In Defense of a Scandalous Fashion

Every now and then from the vasty brilliance of a great mind some inane, foolish, or just plain wrong opinion will emerge, reminding us all that even the most brilliant of men are still human. Aristotle and infanticide. St. Thomas Aquinas and the Immaculate Conception. C.S. Lewis and the Catholic Church. You can certainly come up with your own examples.

When I was a little bit younger this used to worry me. After all, if great philosophers and theologians could make mistakes, how much more likely was it that I was wrong in some of my most cherished opinions? Then I told myself what the heck, and decided that as long as I'd mulled a thing over and was pretty sure I was right I might as well say what I thought. Everybody else does it, jah?

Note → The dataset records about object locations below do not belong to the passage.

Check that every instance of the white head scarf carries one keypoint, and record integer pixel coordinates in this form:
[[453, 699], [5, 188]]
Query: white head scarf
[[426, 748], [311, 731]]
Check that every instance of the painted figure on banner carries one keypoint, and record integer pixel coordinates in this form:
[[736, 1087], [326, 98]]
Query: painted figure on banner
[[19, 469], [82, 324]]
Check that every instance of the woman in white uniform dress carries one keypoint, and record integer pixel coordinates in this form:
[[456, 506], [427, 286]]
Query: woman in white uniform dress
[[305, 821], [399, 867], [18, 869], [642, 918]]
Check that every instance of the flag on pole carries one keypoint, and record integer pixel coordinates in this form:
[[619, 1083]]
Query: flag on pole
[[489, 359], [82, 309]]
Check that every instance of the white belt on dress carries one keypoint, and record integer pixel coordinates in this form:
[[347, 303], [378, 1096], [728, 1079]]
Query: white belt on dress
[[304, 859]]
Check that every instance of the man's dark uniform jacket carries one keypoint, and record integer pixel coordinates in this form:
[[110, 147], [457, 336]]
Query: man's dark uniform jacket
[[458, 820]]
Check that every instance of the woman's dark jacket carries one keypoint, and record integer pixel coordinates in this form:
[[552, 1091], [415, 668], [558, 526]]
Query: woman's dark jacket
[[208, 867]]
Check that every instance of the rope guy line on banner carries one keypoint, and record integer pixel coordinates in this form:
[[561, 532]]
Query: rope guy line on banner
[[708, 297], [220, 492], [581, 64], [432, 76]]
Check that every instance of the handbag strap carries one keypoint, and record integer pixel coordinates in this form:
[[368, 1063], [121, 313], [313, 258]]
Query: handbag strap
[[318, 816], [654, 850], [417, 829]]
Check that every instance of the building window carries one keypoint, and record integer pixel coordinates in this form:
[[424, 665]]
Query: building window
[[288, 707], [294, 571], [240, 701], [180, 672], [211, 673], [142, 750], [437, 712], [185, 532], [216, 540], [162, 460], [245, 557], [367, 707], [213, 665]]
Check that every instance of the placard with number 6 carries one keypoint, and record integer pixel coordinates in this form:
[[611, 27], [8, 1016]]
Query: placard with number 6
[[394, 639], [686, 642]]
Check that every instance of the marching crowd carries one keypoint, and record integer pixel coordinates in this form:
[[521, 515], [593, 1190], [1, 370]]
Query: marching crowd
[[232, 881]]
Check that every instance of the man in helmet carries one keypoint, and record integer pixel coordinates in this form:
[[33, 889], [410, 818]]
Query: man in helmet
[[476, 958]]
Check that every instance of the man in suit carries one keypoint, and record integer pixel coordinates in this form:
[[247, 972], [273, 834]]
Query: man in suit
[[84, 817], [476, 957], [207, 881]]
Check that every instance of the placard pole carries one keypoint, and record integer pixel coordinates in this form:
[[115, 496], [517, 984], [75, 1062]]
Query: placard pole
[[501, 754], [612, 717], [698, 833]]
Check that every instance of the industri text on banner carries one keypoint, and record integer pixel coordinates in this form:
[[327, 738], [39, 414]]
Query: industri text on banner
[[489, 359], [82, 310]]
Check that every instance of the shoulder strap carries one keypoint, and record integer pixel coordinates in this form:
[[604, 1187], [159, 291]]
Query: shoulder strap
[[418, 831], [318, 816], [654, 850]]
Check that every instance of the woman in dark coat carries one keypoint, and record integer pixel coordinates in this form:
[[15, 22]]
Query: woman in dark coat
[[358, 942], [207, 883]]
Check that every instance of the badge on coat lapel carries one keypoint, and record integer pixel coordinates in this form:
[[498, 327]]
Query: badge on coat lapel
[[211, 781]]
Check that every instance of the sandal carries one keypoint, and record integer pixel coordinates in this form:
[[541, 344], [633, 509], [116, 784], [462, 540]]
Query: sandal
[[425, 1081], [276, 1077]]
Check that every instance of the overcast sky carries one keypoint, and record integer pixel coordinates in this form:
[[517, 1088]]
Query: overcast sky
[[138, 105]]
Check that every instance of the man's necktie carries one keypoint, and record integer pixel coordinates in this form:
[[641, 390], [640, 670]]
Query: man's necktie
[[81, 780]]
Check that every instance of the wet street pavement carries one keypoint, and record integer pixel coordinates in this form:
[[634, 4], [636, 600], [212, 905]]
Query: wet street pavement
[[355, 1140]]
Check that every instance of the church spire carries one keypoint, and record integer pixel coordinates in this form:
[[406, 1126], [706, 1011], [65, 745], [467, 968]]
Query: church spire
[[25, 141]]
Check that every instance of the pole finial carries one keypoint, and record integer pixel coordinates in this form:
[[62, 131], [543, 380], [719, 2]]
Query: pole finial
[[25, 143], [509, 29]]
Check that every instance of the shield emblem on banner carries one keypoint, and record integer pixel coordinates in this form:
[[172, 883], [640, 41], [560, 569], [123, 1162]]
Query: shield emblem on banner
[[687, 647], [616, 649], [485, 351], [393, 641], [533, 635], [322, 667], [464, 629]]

But every now and then I find myself so out of step with other usually reasonable people that I find myself reassessing an opinion. If C.S. Lewis and Aristotle could be wrong, why not me? Every great thinker has a blind spot, a prejudice, a beam to which their enemies’ follies are but motes. These past few weeks have helped me to uncover mine: Bare Shoulders.

Don't try this at home.

Let me be clear (in despite of the lovely, confusing, but not wholly virtuous Deborah Kerr): I speak not of completely bare shoulders, or even of mostly bare shoulders, that suspenseful gravity-defying look that seems to work well on screen but strikes me as a wee bit too daring for real life. No, I speak of the little half-moon of bare shoulder that occurs when a girl (or guy; we must be fair) wears a sleeveless shirt. Just to be clear, we'll call it "sleevelessness". Apparently, according to some traditionally religious people, it is borderline inadvisable to go sleeveless in general, and pretty much a no-no to go sleeveless in church. To be sure, I’ve encountered this other places as well. Costco, for instance, won’t let its food sample servers go sleeveless. (Before anyone gushes over how family-friendly that makes them, let me tell you that it has zero to do with modesty and everything to do with the USDA.) My beloved alma mater, which trumpets a list of rules that warms my heart (e.g., single-sex dorms, curfew, and a no-movies-except-on-weekends policy) had one rule that always irked me: no sleeveless tops in class or chapel.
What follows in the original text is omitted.